Honduran President Fears Coup, Four Supreme Court Judges Fired
The Honduran President fears a coup
Dec. 12, 2012 -- The Honduran Congress approved a measure to immediately dismiss four of the country's Supreme Court judges, with a 91-37 vote that occurred at 4 a.m. on Wednesday. The vote was inspired by members of the country's conservative National Party and is being called an illegal "technical coup" by local partisan newspapers.
The dismissal of the judges was prompted by their votes on a law proposed by the National Party in late November. At the time, the four now-dismissed court members (José Antonio Gutiérrez Navas, Gustavo Enrique Bustillo Palma, Rosalinda Cruz Sequeira and José Francisco Ruiz Gaekel) voted that a police reform law was unconstitutional because they said it violated police officers' due-process rights. After their ruling, which was denounced by President Porfirio Lobo of the National Party, the Congress formed a commission to investigate the four Supreme Court judges. Lobo accused the judges of being puppets of the business elites in the country, and the commission, formed on Monday evening, took less than 24 hours to release a report which ordered their removal.

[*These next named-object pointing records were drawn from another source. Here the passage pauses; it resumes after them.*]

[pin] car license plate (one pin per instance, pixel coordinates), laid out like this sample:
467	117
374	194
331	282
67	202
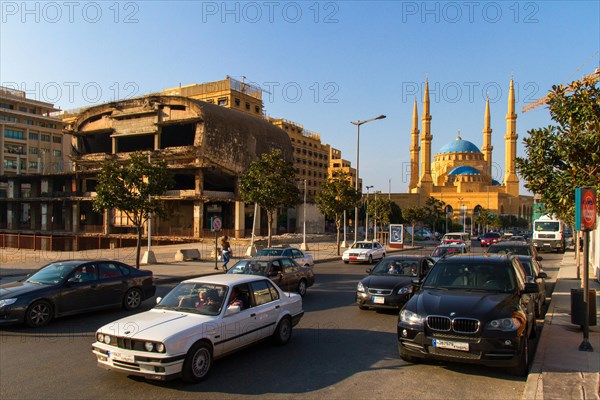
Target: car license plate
447	344
122	357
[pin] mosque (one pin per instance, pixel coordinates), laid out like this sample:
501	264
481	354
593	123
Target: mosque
463	176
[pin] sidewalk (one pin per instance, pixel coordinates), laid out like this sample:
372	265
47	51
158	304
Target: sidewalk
559	370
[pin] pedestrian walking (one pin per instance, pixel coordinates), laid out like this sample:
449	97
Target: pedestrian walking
226	252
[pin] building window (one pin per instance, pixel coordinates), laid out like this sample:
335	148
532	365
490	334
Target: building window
14	134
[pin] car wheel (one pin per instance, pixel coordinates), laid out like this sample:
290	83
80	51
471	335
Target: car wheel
522	368
132	299
197	363
302	287
283	332
38	314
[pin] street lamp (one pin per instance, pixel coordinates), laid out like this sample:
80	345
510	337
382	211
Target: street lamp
358	124
367	214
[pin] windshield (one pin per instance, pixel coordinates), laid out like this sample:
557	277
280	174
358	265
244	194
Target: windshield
546	226
442	251
197	298
269	253
486	277
250	267
52	274
397	267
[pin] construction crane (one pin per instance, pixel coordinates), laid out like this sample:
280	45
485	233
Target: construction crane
594	76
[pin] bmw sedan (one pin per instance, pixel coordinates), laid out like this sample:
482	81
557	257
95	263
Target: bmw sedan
390	283
472	309
71	287
200	320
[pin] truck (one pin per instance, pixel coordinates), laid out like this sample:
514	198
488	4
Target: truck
549	234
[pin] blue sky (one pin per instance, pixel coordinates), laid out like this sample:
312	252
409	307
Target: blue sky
322	64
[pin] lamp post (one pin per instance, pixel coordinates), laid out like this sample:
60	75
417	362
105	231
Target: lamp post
367	214
358	124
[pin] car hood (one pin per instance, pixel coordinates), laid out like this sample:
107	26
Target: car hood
14	289
156	324
479	305
388	281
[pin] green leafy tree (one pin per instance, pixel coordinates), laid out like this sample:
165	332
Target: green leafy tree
270	182
563	157
414	215
380	210
334	197
132	187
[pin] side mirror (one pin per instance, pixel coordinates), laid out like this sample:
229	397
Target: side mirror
531	287
232	310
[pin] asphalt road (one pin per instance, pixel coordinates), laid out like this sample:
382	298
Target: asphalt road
337	351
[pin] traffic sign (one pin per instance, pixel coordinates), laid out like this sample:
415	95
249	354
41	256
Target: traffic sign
215	224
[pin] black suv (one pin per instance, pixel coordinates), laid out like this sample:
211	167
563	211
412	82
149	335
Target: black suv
474	309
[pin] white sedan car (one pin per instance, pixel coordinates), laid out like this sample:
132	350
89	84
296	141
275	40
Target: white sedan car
364	252
200	320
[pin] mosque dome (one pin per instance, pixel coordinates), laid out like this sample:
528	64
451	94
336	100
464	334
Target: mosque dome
459	146
464	170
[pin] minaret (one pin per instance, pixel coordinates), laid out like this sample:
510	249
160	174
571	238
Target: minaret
414	151
426	180
511	181
487	139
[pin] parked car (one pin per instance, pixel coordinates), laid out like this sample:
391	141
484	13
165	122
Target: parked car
181	339
297	255
535	273
71	287
490	238
364	252
444	250
517	248
390	283
286	273
473	309
458	237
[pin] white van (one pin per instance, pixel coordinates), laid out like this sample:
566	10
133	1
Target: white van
458	237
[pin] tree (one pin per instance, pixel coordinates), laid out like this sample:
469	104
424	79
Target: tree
335	196
132	187
564	157
414	215
380	210
270	183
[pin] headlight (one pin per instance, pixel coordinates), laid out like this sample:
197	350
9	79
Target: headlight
504	324
7	302
411	318
405	290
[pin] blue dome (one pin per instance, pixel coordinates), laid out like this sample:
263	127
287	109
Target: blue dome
459	146
464	170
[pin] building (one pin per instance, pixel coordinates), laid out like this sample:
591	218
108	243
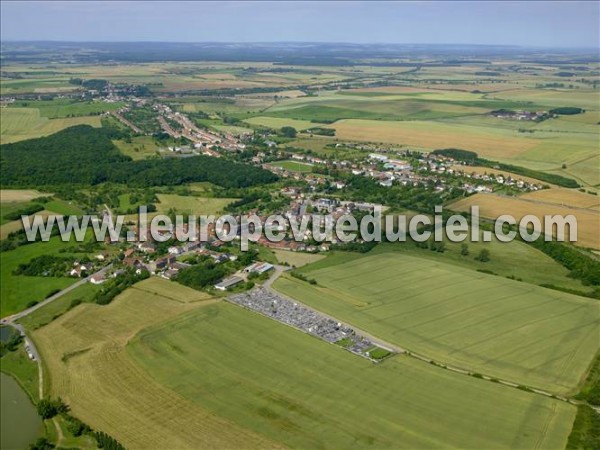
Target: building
98	278
227	283
259	268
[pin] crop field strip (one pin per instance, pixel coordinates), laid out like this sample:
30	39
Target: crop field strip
304	393
84	351
492	206
518	332
26	123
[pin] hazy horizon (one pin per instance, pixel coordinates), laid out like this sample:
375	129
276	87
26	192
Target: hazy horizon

"The conduct of judges endangers public safety and is contrary to the interests of the state," Rep. Jeffrey Flores, who sponsored the motion to dismiss the four judges, told the Associated Press in Spanish.
On Wednesday morning, approximately 50 policemen and 25 soldiers surrounded the capital building, reportedly to ensure the safety of the members of congress. But, the Vice President of the national congress told the Associated Press that they had not order the troops.
Two of Honduras' largest newspapers, La Prensa and El Heraldo, maintain that Wednesday morning's vote a "technical coup" because it took power away from the country's judiciary body. But, last week, President Lobo warned that the two newspapers were plotting a coup of their own against him. The owner of both papers, Jorge Canahuati denied these claims, and said that Lobo was "endangering freedom of expression."
In 2009, a coup-d'etat occurred when the democratically-elected President Manuel Zelaya, a member of the Liberal Party, was deposed, The event took place shortly after he rejected a ruling by the Supreme Court to cancel a referendum on his plan to rewrite the constitution which he promised would give a voice the country's poor. Zelaya, who expressed support for President Lobo on Friday, was taken from his house by the military during the coup-d'etat three years ago and left in his pajamas on a tarmac in Costa Rica.
"They took off, and there I was. The democratically elected president of Honduras, standing in my pajamas in the middle of a runway in Costa Rica," Zelaya said to NPR earlier this year. "I said to myself, 'So this is that great new future everyone is talking about for Latin America?'"
While Honduras' leaders squabble, its citizenry continues to suffer. About the size of the state of Louisiana, Honduras is categorized by the U.N. as the most dangerous place on earth due in large to violence associated with the drug trade. Corruption is rampant in the nation's police force and political bodies, and about 60 percent of the nation's populace lives below the poverty line.